Original script by NICK BROWNLEE
From the audio series “WELL WEIRD, WITH ADRIAN CLAYPOLE”
For millennia man’s fear of the unknown has been matched only by his insatiable thirst for knowledge.
Slaking that thirst has taken us beyond the bounds of our own planet, freeing us from the shackles of this blue-green orb that we call Earth.
But what happens when, in our quest for understanding, we are confronted by a knowledge that is itself unknowable? When we step from the realm of logical reason to be confronted by that which is beyond our capacity to understand?
In 1969 astronauts on the Apollo 10 mission heard what they thought was music emanating from the uncharted depths of space.
Such were the implications of this unworldly sound, the tape was suppressed, the astronauts sworn to secrecy.
Why? Was it because the authorities believed we would not understand? Or was it because, by knowing the unknowable, man’s innermost fears would be realised?
The town of Flimby in West Cumbria is unremarkable in many ways. Unremarkable because is so utterly typical of the many former mining communities that cling to this rain-lashed stretch of remote English coastline.
The people here are no-nonsense, rugged, hardened to the realities of life through generations of struggle.
They have no truck with the unworldly. No time for the mysteries of life.
Until, that is, you mention the name of Martha Bevir.

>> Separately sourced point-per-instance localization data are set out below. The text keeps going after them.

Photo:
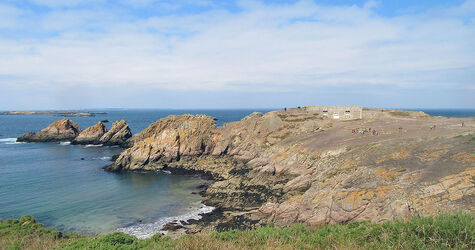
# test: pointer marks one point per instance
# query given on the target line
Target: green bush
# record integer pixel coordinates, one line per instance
(439, 232)
(118, 239)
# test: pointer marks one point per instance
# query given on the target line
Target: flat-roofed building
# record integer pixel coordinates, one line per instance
(338, 112)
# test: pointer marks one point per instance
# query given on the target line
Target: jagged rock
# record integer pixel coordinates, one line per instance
(61, 130)
(297, 166)
(117, 135)
(253, 116)
(169, 139)
(91, 135)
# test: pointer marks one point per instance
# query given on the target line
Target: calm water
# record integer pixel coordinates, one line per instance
(450, 112)
(64, 186)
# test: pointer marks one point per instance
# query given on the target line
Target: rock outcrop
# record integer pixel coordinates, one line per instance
(67, 130)
(117, 135)
(91, 135)
(298, 166)
(61, 130)
(167, 140)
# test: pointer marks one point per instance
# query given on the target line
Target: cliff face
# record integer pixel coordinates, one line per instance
(117, 135)
(297, 166)
(60, 130)
(167, 140)
(67, 130)
(91, 135)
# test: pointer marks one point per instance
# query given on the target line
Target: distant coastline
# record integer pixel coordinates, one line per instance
(59, 113)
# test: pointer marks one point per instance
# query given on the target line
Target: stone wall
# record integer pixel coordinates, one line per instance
(338, 112)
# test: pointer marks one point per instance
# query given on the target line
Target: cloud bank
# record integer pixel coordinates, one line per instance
(248, 47)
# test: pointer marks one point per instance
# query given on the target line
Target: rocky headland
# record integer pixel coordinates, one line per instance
(64, 114)
(67, 130)
(299, 166)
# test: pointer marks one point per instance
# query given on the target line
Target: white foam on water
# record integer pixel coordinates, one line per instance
(147, 230)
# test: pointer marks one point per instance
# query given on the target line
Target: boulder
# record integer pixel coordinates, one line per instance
(170, 139)
(61, 130)
(91, 135)
(117, 135)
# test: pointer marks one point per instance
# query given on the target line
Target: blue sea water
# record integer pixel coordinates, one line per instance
(64, 186)
(450, 112)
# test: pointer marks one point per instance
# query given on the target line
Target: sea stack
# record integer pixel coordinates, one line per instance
(61, 130)
(91, 135)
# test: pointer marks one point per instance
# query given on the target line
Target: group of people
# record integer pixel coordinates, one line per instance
(364, 131)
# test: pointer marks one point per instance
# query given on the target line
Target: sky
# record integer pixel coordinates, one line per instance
(83, 54)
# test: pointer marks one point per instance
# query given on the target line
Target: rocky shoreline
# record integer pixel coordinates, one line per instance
(64, 114)
(67, 130)
(292, 166)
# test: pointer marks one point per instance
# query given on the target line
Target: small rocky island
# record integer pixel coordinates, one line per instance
(58, 113)
(304, 165)
(67, 130)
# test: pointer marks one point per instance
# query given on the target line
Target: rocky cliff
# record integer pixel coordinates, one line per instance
(91, 135)
(117, 135)
(61, 130)
(298, 166)
(67, 130)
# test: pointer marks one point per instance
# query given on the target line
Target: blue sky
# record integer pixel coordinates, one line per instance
(74, 54)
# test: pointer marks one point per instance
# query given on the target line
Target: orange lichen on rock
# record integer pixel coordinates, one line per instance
(384, 190)
(401, 155)
(389, 174)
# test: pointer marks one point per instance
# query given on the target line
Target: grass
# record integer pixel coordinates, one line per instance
(455, 231)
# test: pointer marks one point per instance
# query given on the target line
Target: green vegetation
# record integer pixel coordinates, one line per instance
(440, 232)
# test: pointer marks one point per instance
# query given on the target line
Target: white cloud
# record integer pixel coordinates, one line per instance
(268, 47)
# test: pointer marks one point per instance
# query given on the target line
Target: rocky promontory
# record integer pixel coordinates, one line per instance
(301, 166)
(91, 135)
(61, 130)
(67, 130)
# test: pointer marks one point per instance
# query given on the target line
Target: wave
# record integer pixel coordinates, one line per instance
(147, 230)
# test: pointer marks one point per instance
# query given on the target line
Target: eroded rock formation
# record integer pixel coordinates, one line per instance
(297, 166)
(117, 135)
(61, 130)
(67, 130)
(91, 135)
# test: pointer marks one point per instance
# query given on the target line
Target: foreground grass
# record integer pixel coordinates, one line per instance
(440, 232)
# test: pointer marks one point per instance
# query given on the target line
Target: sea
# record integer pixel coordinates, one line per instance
(63, 185)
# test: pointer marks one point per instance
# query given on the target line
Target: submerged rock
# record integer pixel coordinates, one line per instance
(169, 139)
(117, 135)
(61, 130)
(91, 135)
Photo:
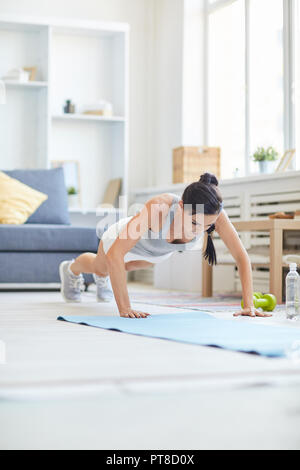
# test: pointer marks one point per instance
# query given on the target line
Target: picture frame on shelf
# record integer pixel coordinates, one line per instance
(285, 160)
(72, 179)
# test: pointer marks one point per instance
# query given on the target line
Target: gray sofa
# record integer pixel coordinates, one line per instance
(31, 253)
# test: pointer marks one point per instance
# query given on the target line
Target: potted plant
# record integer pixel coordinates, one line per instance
(73, 197)
(266, 159)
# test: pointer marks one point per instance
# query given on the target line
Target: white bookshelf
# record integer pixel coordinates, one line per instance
(79, 60)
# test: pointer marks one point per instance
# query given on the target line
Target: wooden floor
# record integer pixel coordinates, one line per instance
(69, 386)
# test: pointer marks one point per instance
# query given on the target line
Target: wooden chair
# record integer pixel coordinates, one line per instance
(277, 261)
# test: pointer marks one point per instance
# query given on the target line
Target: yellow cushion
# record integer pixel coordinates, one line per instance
(17, 200)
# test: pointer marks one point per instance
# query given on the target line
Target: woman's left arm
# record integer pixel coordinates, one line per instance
(233, 242)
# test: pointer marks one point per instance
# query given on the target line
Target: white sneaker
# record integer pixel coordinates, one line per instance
(104, 289)
(71, 285)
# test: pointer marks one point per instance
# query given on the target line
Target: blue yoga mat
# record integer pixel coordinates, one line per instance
(203, 329)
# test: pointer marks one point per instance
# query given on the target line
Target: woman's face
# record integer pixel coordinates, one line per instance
(195, 224)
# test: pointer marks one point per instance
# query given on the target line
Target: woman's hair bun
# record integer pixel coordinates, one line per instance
(209, 178)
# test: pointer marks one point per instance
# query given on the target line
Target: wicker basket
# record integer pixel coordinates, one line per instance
(189, 163)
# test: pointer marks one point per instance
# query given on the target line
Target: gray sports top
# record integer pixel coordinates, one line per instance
(155, 243)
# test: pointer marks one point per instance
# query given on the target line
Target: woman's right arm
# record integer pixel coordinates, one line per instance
(127, 239)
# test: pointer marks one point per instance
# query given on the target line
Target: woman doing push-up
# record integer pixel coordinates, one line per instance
(167, 223)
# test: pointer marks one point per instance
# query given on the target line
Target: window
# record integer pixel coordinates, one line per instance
(266, 82)
(226, 86)
(248, 80)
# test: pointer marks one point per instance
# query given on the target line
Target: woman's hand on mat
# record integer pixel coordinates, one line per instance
(251, 312)
(129, 313)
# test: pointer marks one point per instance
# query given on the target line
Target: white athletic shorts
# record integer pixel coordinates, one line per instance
(112, 233)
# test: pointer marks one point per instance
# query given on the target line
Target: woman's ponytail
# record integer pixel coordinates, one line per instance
(210, 252)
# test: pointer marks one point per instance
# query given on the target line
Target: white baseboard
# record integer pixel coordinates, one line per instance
(21, 286)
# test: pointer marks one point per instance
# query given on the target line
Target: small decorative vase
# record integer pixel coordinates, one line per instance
(267, 167)
(73, 201)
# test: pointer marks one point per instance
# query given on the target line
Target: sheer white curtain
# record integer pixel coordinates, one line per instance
(245, 59)
(226, 85)
(297, 82)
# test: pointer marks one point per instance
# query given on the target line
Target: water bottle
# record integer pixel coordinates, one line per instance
(292, 293)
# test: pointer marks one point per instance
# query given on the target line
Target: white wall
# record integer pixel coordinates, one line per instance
(138, 13)
(167, 86)
(166, 98)
(177, 105)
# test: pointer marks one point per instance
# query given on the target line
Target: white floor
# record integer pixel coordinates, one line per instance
(70, 386)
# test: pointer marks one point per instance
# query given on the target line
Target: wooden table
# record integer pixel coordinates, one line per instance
(276, 228)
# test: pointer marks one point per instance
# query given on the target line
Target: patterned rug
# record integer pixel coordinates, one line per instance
(190, 301)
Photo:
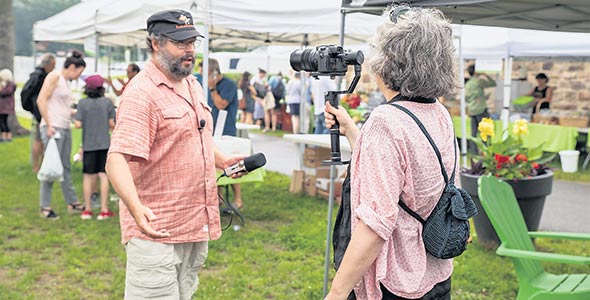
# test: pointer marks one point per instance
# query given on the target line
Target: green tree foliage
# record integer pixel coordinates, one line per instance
(26, 13)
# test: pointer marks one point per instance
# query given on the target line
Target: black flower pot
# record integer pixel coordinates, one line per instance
(530, 193)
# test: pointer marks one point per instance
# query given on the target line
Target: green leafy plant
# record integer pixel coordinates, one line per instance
(505, 156)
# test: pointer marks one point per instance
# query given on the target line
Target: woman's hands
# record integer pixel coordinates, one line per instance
(331, 114)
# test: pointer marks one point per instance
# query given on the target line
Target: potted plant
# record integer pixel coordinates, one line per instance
(524, 169)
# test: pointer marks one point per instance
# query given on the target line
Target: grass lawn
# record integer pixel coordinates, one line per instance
(278, 254)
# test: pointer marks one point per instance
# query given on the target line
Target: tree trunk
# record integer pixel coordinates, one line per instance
(7, 32)
(7, 54)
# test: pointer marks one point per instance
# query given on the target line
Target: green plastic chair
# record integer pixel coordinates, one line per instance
(499, 203)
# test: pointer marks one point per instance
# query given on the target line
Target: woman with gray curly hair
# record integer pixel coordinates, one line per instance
(413, 65)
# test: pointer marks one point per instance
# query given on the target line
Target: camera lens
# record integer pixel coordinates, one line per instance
(304, 60)
(354, 58)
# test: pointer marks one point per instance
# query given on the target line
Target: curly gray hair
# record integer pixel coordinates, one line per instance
(415, 56)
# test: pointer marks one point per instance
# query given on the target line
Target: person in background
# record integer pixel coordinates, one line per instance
(55, 101)
(132, 70)
(96, 116)
(294, 100)
(542, 93)
(247, 91)
(263, 92)
(277, 88)
(475, 98)
(318, 89)
(7, 89)
(223, 95)
(31, 90)
(386, 257)
(162, 162)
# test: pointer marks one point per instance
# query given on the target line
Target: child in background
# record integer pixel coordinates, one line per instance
(96, 117)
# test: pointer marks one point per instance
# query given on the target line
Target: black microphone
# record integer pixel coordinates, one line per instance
(249, 164)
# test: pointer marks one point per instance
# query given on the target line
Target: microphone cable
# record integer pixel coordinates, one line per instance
(232, 209)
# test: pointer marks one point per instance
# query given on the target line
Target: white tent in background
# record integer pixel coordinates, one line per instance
(231, 23)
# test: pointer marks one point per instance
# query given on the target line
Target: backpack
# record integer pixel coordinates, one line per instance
(279, 90)
(446, 230)
(30, 92)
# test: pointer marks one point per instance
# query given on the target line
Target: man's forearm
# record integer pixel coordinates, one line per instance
(220, 159)
(119, 173)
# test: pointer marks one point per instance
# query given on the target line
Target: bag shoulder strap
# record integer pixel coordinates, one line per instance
(401, 202)
(438, 155)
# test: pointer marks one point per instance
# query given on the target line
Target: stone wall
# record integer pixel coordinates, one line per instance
(570, 80)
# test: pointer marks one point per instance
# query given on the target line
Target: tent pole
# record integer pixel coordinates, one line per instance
(34, 55)
(333, 174)
(303, 102)
(97, 54)
(462, 103)
(507, 91)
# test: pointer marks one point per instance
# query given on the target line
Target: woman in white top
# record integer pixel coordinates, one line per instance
(55, 101)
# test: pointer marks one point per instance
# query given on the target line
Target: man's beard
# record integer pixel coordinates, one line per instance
(174, 65)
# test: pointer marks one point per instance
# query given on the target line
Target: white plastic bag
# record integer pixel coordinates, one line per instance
(51, 168)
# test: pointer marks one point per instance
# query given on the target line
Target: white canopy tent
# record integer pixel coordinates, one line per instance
(235, 22)
(251, 22)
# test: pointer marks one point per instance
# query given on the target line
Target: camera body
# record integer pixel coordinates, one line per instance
(325, 60)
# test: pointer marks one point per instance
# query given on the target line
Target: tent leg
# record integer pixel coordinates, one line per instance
(507, 91)
(329, 229)
(462, 105)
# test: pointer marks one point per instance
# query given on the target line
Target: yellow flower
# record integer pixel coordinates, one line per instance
(486, 128)
(520, 127)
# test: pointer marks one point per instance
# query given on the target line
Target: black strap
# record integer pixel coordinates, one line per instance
(401, 202)
(442, 167)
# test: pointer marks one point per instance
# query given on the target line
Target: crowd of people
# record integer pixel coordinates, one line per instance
(157, 150)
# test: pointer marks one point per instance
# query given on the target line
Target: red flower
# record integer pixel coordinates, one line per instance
(501, 159)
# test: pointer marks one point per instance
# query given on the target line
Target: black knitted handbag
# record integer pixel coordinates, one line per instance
(446, 231)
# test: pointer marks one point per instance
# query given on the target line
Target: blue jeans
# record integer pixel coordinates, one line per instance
(320, 125)
(64, 146)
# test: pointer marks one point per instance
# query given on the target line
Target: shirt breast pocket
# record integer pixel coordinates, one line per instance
(176, 122)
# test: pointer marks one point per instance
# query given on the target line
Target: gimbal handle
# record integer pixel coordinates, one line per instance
(332, 97)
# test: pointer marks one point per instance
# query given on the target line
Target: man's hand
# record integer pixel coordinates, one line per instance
(232, 161)
(50, 131)
(143, 216)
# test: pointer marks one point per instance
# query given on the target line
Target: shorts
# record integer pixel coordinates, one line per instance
(277, 103)
(269, 101)
(163, 271)
(35, 133)
(294, 109)
(94, 161)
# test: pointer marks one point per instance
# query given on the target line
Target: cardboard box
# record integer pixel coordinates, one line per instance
(296, 181)
(309, 185)
(579, 122)
(322, 172)
(323, 188)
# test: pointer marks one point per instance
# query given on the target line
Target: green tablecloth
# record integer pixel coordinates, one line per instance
(254, 176)
(554, 138)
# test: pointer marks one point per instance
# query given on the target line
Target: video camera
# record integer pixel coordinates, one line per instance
(325, 60)
(330, 60)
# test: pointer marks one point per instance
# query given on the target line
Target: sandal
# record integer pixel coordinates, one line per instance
(76, 208)
(238, 207)
(48, 214)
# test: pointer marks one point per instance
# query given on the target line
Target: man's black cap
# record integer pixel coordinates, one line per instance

You see in the long hot summer of 1976 this 51-year-old office cleaner was at the centre of a mystery which not only gripped the town, but called upon its residents to fundamentally question the meaning of their place in the universe.
Even now, some 40 years later, Martha Bevir still divides Flimby between those who believe – and those who don’t.
At an industrial tribunal in late July of that year, Martha astonished everybody present when she described how she had been abducted by aliens more than 30 times over a period of 18 months between November 1974 and May 1976.
Furthermore she alleged that on each occasion she was subjected to intimate “sex experiments” by her captors.
The purpose of these experiments, she said, was simple: to see if she was capable of being impregnated by alien seed, thereby enabling her to save the dying Zorgon Federation whose females had been wiped out by a devastating space plague.
Her claims, however, were refuted by her former employers, a local firm called SupaBrite Contract Cleaning Ltd.
According to them, Martha Bevir was in fact a malingerer who had been sacked for serial absenteeism over that same 18 month period.
Inevitably, it boiled down to a case of their word against Martha’s – each as compelling as the other.
When a surveillance film was shown to the tribunal, allegedly showing Martha drinking super-strength cider and sunbathing in the garden of her council house when she should have been at work, she claimed that on the day in question she had in fact been substituted by a cyborg replicant that required UV rays from the Sun for power.
The cider, she added, was lubricating fluid necessary to protect the machine from the effects of the Earth’s atmosphere.
“While that thing was down there on my sun-bed pretending to be me,” she told the tribunal, “I was up in the Mother Ship getting bowling-balled by a 16ft Zorgon with three cocks.”
In a hearing lasting less than twelve minutes, Martha Bevir’s appeal for wrongful dismissal was rejected and her claim for £500,000 compensation thrown out.
And there, you might think, the story ends. Just another sordid tale of a workshy chancer stretching the bounds of credulity to con her employer – and exceeding them.
Except two nights later, Martha Bevir disappeared, having last been seen leaving a public house near her home in the early hours of July 28, 1976.
According to local residents, a number of bright lights were seen in the sky over Flimby at the same time.
There have been many explanations for this. Aircraft. The aurora borealis. A uranium leak from the nearby Windscale Nuclear Power station. None were ever substantiated.
What we do know is that an extensive police search failed to find any trace of Martha Bevir – other than scorch marks in the car park and a pair of leisure trousers covered in green slime.
We live upon a small planet, just one of many billions floating in an unimaginably vast universe.
In the face of such knowledge, perhaps the only way we are able to keep our sanity is to cling to certainties: that seasons will change, that night will become day, that death is the inevitable consequence of life.
When those certainties are challenged is when we begin to question our own existence. The unexplained holds a mirror to our own insignificance.
Perhaps, many light years away, Martha Bevir is indeed a Zorgon Queen.
And perhaps, if we choose to listen, we too can hear music from beyond the stars.